Wer am sozialen Sicherungssystem in Deutschland teilhat, hat weniger Sorgen. Das hat die Bundesvorsitzende des Sozialverbands VdK, Verena Bentele, am Donnerstag bei einer Pressekonferenz in München betont.
Sie glaube an die bewährten Mittel des Sozialstaats, sagte sie und forderte die Systeme für alle Bürger*innen anzulegen. In sie sollte vom Minijobber bis zum Spitzenverdiener jeder einzahlen.
Bentele: Umbau des Sozialversicherungssystems ist politisch vernünftig
"Die viel gepriesene Eigenverantwortung funktioniert nicht immer", stellte sie dagegen mit Blick auf Selbstständige ohne Job oder im Alter fest.
Ein Umbau des Sozialversicherungssystems sei "nicht nur sozial gerecht, sondern auch politisch vernünftig", erklärte Bentele. Die Sozialversicherung für alle entlaste den Staat bei den Sozialausgaben.
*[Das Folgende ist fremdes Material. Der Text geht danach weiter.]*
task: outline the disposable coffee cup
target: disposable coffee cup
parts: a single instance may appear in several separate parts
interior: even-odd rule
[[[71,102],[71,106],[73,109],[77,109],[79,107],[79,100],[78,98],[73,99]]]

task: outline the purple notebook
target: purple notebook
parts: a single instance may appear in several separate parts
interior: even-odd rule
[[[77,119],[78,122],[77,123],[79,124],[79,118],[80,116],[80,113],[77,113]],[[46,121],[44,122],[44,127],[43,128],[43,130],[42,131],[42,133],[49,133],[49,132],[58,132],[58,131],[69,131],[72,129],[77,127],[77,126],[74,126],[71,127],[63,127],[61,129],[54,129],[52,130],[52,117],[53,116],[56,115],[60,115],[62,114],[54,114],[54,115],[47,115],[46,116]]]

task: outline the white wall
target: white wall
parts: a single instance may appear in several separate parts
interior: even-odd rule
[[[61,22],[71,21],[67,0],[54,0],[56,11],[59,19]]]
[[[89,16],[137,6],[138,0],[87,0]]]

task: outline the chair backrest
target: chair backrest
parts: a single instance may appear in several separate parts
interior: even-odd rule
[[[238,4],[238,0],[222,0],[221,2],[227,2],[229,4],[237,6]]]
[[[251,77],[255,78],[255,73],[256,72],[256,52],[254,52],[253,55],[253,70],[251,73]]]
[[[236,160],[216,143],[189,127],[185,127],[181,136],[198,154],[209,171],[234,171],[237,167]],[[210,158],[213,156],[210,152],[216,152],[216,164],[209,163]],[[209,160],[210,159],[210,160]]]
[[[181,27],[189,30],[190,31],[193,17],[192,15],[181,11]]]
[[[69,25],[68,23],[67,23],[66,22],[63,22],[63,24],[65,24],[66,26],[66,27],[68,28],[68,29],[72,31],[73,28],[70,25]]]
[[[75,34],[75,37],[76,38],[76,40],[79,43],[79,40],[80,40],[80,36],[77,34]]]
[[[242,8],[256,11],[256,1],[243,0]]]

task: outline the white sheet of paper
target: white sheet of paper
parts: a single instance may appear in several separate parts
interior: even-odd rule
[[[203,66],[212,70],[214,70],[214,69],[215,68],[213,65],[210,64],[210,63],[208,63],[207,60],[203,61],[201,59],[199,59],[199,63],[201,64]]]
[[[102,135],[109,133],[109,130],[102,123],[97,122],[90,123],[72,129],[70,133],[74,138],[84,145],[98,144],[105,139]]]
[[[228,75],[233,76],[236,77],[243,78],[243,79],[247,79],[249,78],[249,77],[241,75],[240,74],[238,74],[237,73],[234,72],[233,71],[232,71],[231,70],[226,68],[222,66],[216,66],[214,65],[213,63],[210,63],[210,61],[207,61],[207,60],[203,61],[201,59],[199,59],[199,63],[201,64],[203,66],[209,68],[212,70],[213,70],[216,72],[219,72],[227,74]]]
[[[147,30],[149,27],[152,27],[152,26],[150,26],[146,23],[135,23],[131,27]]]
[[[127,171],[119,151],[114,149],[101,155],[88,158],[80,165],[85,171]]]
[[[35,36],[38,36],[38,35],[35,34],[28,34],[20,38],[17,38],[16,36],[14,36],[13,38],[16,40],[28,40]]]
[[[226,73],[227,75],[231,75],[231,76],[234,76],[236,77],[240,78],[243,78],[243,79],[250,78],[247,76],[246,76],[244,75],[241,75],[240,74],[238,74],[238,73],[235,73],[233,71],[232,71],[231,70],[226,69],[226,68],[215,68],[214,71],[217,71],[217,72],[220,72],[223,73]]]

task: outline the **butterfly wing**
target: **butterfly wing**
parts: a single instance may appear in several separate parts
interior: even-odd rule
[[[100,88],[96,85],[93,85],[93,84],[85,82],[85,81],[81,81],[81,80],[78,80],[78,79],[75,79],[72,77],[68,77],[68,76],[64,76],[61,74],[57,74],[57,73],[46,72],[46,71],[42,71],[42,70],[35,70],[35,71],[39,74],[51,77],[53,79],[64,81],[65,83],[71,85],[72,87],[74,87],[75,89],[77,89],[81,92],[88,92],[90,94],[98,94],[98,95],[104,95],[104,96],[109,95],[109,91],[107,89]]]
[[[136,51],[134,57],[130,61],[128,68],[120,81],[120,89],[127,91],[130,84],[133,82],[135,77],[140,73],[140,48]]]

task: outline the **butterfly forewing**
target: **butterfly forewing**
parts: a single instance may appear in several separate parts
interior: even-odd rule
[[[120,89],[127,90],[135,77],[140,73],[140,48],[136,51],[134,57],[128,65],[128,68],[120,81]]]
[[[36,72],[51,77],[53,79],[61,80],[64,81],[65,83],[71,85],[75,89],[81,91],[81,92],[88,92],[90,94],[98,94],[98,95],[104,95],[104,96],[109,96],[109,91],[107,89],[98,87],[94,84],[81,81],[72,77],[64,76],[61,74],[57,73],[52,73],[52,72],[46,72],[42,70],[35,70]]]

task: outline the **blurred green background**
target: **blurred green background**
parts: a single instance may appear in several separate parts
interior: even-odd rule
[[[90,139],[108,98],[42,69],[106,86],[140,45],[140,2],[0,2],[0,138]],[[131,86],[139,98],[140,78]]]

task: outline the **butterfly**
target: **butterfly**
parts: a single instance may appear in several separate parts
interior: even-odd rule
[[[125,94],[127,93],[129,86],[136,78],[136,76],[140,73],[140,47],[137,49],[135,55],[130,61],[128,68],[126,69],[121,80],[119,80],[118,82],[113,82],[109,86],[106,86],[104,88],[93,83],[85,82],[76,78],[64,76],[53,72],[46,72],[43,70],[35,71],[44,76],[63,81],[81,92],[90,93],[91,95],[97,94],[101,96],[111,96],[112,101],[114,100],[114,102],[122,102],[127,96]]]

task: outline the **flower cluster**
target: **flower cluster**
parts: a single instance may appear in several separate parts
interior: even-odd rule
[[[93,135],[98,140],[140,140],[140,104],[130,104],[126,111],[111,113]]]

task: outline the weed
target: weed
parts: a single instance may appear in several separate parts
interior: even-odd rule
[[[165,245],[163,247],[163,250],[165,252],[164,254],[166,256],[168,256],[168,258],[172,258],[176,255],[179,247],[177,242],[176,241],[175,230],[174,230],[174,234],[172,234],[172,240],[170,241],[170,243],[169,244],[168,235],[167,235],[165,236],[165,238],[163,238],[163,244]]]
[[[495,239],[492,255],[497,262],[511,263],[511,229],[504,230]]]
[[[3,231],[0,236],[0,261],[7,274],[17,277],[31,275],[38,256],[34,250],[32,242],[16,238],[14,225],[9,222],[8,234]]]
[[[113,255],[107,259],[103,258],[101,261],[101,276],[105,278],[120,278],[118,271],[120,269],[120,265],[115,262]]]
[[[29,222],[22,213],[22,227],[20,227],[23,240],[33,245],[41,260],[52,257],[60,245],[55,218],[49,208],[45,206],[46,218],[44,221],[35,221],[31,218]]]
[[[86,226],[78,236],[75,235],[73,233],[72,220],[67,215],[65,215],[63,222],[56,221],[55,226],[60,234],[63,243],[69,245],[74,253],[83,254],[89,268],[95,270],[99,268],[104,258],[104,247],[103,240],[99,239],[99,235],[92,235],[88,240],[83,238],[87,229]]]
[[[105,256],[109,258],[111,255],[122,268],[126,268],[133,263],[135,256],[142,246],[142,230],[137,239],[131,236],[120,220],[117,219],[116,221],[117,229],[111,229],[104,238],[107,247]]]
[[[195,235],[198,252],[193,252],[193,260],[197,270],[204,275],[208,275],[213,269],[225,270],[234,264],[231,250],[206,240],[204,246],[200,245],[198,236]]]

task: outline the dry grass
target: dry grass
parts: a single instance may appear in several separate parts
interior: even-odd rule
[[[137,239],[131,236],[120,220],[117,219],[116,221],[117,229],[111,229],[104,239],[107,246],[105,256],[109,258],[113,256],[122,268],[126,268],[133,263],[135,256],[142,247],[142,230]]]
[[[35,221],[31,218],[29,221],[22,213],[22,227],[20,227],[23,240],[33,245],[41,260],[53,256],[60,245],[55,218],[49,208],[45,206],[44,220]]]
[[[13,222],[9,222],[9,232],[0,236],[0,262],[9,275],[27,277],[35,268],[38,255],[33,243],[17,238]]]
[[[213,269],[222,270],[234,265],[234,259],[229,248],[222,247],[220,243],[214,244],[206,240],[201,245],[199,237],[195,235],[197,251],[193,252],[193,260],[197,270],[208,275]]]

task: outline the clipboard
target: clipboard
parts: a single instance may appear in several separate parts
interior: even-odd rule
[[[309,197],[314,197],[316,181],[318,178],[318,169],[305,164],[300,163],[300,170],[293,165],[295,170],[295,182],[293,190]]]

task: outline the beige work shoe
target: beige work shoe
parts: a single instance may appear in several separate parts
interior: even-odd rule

VdK: Deutscher Sozialstaat besteht Corona-Stresstest
In der Pandemie hat nach Ansicht des VdK der deutsche Sozialstaat "den Stresstest bestanden".
Wer in der Arbeitslosenversicherung gewesen sei, habe Kurzarbeitergeld erhalten, wer eine Rente beziehe, habe keinen Monat Angst haben müssen, dass er keine Rente erhalte, so Bentele. Dagegen seien aber nicht versicherte Minijobber*innen und Solo-Selbständige durch das Raster gefallen.
Bentele: Kluft zwischen Arm und Reich wächst
Bentele betonte, dass auch ein sozial gerechteres Steuersystem geschaffen werden müsse. Denn die Kluft zwischen Arm und Reich wachse, während die Mittelschicht immer mehr schrumpfe.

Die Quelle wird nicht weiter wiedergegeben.